Um outubro azedo. Naqueles dias, os sentimentos de revolta e de busca por justiça pelo assassinato de Mahsa Amini, a jovem de 22 anos morta em uma prisão no Irã por homens poderosos que acharam inadequada a forma como usava o véu religioso, foram respondidos com mais mortes. Segundo a Anistia Internacional, 24 meninas e meninos com idades entre 11 e 17 anos estão entre essas vítimas.

Em outubro, chuvas de mísseis atravessaram os céus da Ucrânia, atingindo pessoas nas ruas, mercados e casas.

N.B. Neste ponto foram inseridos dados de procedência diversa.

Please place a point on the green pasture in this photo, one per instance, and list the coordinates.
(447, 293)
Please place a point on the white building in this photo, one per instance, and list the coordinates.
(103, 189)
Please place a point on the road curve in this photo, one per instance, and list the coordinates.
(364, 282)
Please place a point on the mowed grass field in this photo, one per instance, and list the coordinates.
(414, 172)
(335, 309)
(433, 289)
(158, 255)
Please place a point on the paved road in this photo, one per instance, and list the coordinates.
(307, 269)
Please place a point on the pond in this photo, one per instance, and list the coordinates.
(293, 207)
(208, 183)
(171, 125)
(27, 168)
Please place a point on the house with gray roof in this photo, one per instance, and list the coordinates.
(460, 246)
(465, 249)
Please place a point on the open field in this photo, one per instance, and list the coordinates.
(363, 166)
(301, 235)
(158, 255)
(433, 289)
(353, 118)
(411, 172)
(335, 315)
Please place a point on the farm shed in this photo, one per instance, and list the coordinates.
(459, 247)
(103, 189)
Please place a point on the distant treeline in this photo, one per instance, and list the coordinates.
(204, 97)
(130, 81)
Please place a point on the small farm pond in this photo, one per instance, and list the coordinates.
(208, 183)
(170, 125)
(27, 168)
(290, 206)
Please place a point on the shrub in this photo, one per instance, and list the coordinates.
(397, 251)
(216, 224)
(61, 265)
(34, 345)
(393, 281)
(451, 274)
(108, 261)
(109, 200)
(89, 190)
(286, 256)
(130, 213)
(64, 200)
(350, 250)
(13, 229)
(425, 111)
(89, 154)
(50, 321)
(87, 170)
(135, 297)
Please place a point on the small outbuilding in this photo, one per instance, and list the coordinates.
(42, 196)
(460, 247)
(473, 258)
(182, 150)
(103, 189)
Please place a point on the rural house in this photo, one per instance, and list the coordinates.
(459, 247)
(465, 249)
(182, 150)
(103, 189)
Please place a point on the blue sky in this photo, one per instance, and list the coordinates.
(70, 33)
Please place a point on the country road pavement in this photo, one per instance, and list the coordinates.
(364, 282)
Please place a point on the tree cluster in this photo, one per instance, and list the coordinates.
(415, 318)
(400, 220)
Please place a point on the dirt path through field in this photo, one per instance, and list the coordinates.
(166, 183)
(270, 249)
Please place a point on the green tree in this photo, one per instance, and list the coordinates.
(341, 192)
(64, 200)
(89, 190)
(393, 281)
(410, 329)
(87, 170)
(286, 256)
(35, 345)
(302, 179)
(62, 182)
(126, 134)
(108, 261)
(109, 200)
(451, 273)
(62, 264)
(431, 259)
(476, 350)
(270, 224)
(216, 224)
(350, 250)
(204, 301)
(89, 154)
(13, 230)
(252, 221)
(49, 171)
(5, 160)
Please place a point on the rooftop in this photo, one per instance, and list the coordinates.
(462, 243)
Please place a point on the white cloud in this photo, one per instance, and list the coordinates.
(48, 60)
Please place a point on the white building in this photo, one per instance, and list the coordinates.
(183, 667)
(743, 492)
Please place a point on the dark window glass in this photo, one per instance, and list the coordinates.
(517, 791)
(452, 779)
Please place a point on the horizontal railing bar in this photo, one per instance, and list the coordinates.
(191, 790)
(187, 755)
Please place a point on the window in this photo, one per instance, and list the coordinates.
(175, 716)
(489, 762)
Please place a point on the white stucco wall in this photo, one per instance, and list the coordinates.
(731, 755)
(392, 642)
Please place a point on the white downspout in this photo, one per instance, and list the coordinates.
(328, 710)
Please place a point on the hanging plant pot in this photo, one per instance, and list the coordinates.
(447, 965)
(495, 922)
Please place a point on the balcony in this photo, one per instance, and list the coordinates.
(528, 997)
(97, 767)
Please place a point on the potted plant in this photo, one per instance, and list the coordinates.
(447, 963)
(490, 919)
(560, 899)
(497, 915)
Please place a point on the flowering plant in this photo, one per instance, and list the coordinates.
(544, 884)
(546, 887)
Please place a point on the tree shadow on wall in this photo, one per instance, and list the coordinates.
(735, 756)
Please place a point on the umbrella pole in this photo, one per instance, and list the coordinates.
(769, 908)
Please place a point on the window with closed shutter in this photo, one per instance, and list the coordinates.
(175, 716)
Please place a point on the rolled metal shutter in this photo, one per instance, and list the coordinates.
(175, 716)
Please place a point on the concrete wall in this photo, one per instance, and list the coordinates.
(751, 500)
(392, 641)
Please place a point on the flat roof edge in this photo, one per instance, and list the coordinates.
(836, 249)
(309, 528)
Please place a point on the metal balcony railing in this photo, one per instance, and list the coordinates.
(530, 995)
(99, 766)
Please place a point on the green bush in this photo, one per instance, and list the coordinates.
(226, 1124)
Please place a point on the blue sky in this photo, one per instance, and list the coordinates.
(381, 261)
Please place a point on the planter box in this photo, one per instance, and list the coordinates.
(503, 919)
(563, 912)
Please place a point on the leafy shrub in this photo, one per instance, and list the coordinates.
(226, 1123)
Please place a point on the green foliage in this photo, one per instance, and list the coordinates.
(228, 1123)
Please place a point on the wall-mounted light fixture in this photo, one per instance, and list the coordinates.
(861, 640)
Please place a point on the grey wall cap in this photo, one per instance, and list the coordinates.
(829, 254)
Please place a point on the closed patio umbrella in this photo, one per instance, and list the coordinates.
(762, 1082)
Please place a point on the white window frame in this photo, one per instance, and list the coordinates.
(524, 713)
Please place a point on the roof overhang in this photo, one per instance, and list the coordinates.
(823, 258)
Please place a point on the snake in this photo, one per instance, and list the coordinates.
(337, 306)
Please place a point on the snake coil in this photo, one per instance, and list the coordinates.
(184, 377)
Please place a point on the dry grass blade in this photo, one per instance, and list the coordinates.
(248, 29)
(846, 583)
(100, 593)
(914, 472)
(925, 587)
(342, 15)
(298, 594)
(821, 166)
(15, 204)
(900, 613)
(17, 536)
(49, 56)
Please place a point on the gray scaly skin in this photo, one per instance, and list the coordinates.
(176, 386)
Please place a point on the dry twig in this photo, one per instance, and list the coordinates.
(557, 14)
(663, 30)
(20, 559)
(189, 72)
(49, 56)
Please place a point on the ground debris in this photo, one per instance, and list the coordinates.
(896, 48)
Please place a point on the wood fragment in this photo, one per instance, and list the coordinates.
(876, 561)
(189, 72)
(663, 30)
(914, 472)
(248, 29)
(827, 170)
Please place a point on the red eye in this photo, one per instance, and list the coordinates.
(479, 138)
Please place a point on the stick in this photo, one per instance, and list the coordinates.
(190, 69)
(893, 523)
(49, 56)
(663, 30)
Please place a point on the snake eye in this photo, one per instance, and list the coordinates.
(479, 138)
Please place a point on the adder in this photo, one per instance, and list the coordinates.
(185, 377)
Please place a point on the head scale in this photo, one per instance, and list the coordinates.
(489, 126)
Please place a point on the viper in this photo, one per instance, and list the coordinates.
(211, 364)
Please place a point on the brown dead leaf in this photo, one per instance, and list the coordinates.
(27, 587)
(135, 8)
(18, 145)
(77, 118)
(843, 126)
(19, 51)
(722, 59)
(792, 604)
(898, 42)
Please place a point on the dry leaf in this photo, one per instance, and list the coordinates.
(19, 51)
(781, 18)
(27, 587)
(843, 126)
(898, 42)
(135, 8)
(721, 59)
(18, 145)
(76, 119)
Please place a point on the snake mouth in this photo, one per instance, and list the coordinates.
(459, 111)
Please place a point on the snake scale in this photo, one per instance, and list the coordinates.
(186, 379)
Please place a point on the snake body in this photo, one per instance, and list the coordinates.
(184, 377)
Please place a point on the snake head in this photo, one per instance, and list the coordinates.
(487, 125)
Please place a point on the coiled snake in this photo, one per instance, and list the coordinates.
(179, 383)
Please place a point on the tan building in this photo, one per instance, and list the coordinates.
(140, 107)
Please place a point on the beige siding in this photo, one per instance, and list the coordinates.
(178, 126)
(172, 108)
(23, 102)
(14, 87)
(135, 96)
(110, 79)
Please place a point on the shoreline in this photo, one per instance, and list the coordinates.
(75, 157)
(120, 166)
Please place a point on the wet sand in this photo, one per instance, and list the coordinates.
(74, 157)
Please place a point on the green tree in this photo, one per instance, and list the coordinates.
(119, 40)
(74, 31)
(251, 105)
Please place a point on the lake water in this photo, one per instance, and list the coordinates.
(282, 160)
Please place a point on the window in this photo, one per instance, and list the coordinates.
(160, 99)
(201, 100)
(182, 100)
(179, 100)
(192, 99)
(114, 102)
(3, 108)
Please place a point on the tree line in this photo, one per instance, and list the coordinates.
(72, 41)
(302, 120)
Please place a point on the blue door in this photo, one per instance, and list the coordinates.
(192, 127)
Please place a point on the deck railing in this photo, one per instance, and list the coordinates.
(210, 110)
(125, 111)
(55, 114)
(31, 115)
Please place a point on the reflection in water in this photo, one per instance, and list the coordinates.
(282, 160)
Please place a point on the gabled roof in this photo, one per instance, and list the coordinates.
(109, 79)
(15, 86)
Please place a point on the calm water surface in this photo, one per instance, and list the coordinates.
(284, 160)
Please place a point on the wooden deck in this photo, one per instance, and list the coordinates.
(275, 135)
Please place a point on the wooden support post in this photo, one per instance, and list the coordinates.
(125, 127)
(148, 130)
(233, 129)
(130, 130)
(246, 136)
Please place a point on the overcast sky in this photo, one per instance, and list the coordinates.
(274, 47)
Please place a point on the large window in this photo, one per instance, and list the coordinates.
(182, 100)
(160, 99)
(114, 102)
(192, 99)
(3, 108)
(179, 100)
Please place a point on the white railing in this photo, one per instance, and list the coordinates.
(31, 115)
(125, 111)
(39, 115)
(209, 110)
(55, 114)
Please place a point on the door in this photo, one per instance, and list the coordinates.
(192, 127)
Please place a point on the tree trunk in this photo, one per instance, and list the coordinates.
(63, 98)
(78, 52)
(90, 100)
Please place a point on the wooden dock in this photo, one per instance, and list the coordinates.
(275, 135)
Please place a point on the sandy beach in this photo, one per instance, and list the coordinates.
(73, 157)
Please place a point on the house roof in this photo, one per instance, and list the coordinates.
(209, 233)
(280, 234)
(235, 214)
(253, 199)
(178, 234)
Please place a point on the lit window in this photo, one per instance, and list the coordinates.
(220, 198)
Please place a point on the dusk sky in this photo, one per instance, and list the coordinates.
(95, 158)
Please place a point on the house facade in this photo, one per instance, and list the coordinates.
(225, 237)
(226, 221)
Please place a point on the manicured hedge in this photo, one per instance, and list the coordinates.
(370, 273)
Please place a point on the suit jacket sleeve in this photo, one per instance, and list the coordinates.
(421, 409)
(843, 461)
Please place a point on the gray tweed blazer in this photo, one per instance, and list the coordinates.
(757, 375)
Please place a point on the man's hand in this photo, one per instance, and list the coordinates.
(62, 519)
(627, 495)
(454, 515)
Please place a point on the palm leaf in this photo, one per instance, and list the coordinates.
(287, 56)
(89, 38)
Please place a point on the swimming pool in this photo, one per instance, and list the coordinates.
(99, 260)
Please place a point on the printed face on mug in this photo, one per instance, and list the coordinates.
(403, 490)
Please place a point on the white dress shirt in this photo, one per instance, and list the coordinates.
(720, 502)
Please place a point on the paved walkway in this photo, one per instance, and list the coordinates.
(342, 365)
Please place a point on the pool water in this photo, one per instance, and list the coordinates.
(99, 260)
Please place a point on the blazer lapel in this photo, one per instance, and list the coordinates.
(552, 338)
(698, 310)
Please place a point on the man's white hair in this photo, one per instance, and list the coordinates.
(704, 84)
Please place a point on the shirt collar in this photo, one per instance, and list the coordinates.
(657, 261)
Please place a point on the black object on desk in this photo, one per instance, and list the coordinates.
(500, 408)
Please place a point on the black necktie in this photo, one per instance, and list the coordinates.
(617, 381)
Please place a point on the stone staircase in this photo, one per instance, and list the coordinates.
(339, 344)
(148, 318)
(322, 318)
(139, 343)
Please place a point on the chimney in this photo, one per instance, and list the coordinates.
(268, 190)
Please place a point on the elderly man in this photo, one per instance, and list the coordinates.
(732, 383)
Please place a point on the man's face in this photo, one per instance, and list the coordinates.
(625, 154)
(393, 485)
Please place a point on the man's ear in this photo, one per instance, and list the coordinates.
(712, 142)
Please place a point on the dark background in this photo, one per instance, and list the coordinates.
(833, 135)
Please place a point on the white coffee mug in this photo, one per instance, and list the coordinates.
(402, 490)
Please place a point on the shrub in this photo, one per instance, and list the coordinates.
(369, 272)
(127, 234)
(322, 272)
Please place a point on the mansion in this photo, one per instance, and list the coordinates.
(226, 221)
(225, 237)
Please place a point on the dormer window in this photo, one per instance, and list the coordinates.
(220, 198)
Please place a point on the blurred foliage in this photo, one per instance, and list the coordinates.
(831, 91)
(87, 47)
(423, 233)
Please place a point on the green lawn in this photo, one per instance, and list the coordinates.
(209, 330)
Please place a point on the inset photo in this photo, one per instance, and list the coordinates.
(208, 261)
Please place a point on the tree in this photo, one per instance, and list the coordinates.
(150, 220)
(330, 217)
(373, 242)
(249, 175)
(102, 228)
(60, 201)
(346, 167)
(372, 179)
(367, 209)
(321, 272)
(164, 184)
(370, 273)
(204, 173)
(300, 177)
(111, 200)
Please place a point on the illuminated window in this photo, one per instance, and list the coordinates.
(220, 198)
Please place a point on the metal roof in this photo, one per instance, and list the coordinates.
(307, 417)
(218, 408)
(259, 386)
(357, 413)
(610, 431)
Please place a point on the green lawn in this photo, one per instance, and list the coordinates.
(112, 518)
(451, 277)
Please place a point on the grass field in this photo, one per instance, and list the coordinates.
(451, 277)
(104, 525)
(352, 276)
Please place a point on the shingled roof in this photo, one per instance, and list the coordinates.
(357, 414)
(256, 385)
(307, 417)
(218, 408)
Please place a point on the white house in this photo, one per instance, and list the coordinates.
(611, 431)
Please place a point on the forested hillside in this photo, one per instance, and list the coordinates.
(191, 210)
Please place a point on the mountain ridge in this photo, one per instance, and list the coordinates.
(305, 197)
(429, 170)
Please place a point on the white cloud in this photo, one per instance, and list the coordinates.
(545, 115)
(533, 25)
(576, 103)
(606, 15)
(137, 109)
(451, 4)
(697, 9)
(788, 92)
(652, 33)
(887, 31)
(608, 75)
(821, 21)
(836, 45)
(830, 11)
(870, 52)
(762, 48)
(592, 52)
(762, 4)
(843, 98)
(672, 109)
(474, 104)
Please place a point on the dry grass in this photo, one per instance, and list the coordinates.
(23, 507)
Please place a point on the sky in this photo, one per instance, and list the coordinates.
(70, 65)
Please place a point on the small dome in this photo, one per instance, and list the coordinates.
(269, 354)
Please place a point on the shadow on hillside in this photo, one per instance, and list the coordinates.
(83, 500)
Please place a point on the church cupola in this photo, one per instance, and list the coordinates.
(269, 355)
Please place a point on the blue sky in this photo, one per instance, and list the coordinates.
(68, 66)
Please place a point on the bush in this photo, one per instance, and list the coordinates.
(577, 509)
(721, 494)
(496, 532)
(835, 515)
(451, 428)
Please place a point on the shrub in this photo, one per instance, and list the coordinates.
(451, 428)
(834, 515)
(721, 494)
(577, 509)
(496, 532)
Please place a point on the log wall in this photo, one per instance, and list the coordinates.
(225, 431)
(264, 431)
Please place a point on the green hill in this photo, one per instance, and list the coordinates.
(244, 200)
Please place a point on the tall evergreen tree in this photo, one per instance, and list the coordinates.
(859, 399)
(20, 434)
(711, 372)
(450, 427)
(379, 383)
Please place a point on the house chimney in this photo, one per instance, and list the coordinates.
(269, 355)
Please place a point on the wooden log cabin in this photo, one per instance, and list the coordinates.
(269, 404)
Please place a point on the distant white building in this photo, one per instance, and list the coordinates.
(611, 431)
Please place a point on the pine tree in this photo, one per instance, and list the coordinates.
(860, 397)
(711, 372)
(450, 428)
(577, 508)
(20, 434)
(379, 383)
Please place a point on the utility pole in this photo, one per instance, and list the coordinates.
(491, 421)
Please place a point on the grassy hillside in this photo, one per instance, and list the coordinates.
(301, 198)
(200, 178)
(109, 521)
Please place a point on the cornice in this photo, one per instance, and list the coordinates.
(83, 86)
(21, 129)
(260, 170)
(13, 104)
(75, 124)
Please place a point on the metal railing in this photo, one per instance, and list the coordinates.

No Alto Comissariado de Direitos Humanos das Nações Unidas, tentou-se convencer os Estados membros a cumprirem o compromisso assumido na III Conferência Mundial contra o Racismo de 2001, de evitar que a polícia seguisse assassinando pessoas negras. A proposta? Reconhecer a “necessidade de coleta, análise, uso e publicação de dados desagregados por raça ou origem étnica (...) na aplicação da lei e no sistema de justiça criminal como forma de impedir a brutalidade policial”. Os Estados seriam obrigados a reconhecer que pessoas de pele escura e de minorias étnicas são mortas de forma desproporcional pela polícia.

Parece pouco diante de tanta morte, e é. Se esta decisão tivesse sido implementada há 21 anos, os assassinatos de George Floyd, nos Estados Unidos, e de João Pedro Matos Pinto, no Brasil, talvez não tivessem acontecido.

No Brasil, nossos sonhos e projetos de um país mais justo foi desrespeitado por alguns (e algumas) de nossos pares e autoridades. Vimos uma campanha eleitoral com farta disseminação de mentiras, ameaças, violências e mortes. Mas também as imensas filas para o exercício do nosso direito (e dever) de votar.

Brasileiras e brasileiros decidiram enviar uma mensagem pelas urnas eletrônicas. O azedume que inundou meus dias de outubro também me trouxe à memória o texto disseminado por Eduardo Galeano, jornalista e escritor uruguaio morto em 2015: aquele sobre a utopia que está no horizonte e se afasta a cada passo, a cada avanço que conquistamos. E para que serve? Para caminhar!

É assim que espero atravessar os tempos que virão. Caminhando na direção deste país que precisa vigorar para quem é negra, mulher cis, mulher trans e travesti, gay, lésbica, pobre, quem nasce e vive no Nordeste e no Norte do país, quem sabe que não haverá justiça enquanto se mantém privilégios para poucos. A utopia é o meu horizonte.